Gary H. Stern Former President (1985 - 2009)
Interview with Arthur Levitt

When Arthur Levitt became chairman of the U.S. Securities and Exchange Commission in 1993, he could look back on 16 years of Wall Street experience and know how arcane the world of investments might appear to the average investor. He set out to dispel the myth of the investment broker as being all-wise, and made it his special mission to educate the consumer. Levitt established the SEC's Office of Investor Education and Assistance and implemented a series of town hall meetings focused on investor education. In the following interview with Minneapolis Fed President Gary Stern, Levitt says, "If there is any legacy that I would wish to leave to this institution, it is that this commission respected the interests of the individual investor."

Photo of Arthur Levitt Levitt also talks about the effects of the Gramm-Leach-Bliley financial modernization legislation and the impact of a globalized electronic market on regulatory structure. Although acknowledging increased fraud as a result of the Internet, Levitt says, "If I had a magic wand, would I wipe out the Internet to protect investors from that fraud? No way." He adds, "The balance of benefits from the Internet vastly outweighs the negatives of the mischief that can be created."

STERN: Prior to passage of Gramm-Leach-Bliley, you and others raised questions about the proposed regulatory structure that would result from financial modernization. Did the eventual legislation address your concerns?

LEVITT: Yes, it did. My primary concern was preserving the principles of functional regulation for securities activities. I think that the act successfully addresses that by striking a good balance between removing, among other things, the banks' blanket exception from broker-dealer registration while letting banks continue to engage in certain traditional bank securities activities directly. I was concerned with that part of the legislation that tried to define the roles of financial regulators. I think the act does this by recognizing each regulator's area of expertise. We're currently working with other regulators to draft a memorandum of understanding that would put meat on the bones so that we can coordinate our oversight responsibilities. We also called for the creation of a new type of holding company, an investment bank holding company, that would have the commission as its umbrella supervisor, and the act incorporates the investment bank holding company concept. We're considering rulemaking at this point to flesh out these new investment bank holding companies so that U.S. broker-dealers that opt into this model can compete overseas effectively without being subject to banklike rules that really do not fit their business models.
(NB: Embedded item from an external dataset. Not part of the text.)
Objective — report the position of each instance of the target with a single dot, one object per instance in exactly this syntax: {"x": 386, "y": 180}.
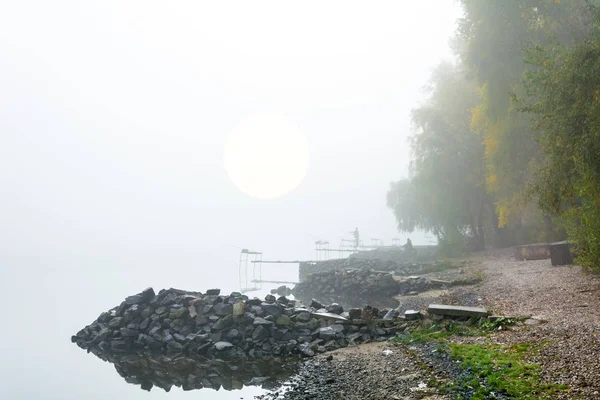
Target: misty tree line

You know, I'm often asked the question about how you put aside issues of turf and come to grips with joint regulation of financial structures. And I've often thought that the fact that [Fed Chairman] Greenspan and [former Treasury Secretary] Rubin and I have known one another for 40 years has made for better policymaking than might otherwise exist. There was never a question in our minds as to whether we could rely on a commitment made by one another. There was never the need to go through the kind of "getting to know you" that often takes up most of the term of an incumbent agency head. Now, does that lead to success? I hope so, but it hasn't always been that way. The recent relationships certainly have made for better policy decisions.
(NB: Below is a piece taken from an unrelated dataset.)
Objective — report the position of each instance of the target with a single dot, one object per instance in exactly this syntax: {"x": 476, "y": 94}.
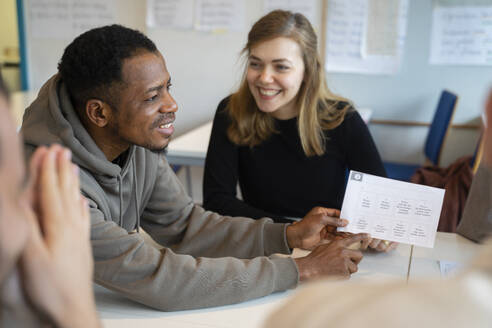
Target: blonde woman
{"x": 283, "y": 135}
Back to Gramm-Leach-Bliley. Lastly, I'd add that the act addresses my concerns about the mutual fund area. In particular, it addresses the conflicts of interest that may arise when banks advise or affiliate with mutual funds. We intend to go through rulemaking to implement the provisions of the act. The act recognizes the traditional jurisdiction of the commission and the bank regulatory agencies.
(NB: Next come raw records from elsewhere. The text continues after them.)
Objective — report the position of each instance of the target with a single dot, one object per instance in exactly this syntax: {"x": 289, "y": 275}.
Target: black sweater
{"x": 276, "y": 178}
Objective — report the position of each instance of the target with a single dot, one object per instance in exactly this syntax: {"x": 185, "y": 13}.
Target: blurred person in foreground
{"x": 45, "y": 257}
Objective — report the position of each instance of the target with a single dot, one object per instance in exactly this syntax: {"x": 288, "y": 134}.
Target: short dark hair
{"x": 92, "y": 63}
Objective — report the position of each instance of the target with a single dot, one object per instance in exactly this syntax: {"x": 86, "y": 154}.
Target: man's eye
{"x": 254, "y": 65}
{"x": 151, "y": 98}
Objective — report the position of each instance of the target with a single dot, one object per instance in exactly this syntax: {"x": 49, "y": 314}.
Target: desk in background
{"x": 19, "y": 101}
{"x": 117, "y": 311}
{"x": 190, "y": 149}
STERN: You refer to the term "investment bank holding company." Is that what we in the banking business would call the financial holding company that's created by the act? In light of, for example, Schwab's purchase of U.S. Trust, do you expect the difference between banking and securities firms to persist over time, or is that something that—if we're sitting around talking about it 10 years from now—won't be a distinction we'll make?

LEVITT: Investment bank holding companies are similar to financial holding companies. Without getting into too much detail, the investment bank holding company structure permits U.S. broker-dealers to have the commission—rather than one of the bank regulating agencies—as their global consolidated supervisor. As for your second question, it's my personal feeling that the distinction will endure. While the financial services industry is quickly moving forward toward the integration of its securities, insurance and banking sectors, I strongly believe that you will continue to find a growing cadre of specialists who provide specialized services. I don't see a gigantic consolidation of banks and brokerages that will eliminate the kind of entrepreneurial spirit that has contributed to making our capital markets some of the strongest in the world. I think for every PaineWebber that may be acquired by someone, there will be a new specialty kind of brokerage firm that grows up that will be the PaineWebber of the future.

STERN: I remember, back in May 1975, all the predictions that we were going to wind up with a handful of major brokerage firms and that would be it. Obviously, like a lot of extreme predictions it turned out to be dead wrong.

LEVITT: I do not expect that.

STERN: Let me ask you about functional regulation, which you've touched upon. How uncomfortable should we in the banking regulatory business be with functional regulation, given that as you already mentioned, your perspectives and purposes are different from a bank regulator's? And yet we have to defer to you in those particular lines.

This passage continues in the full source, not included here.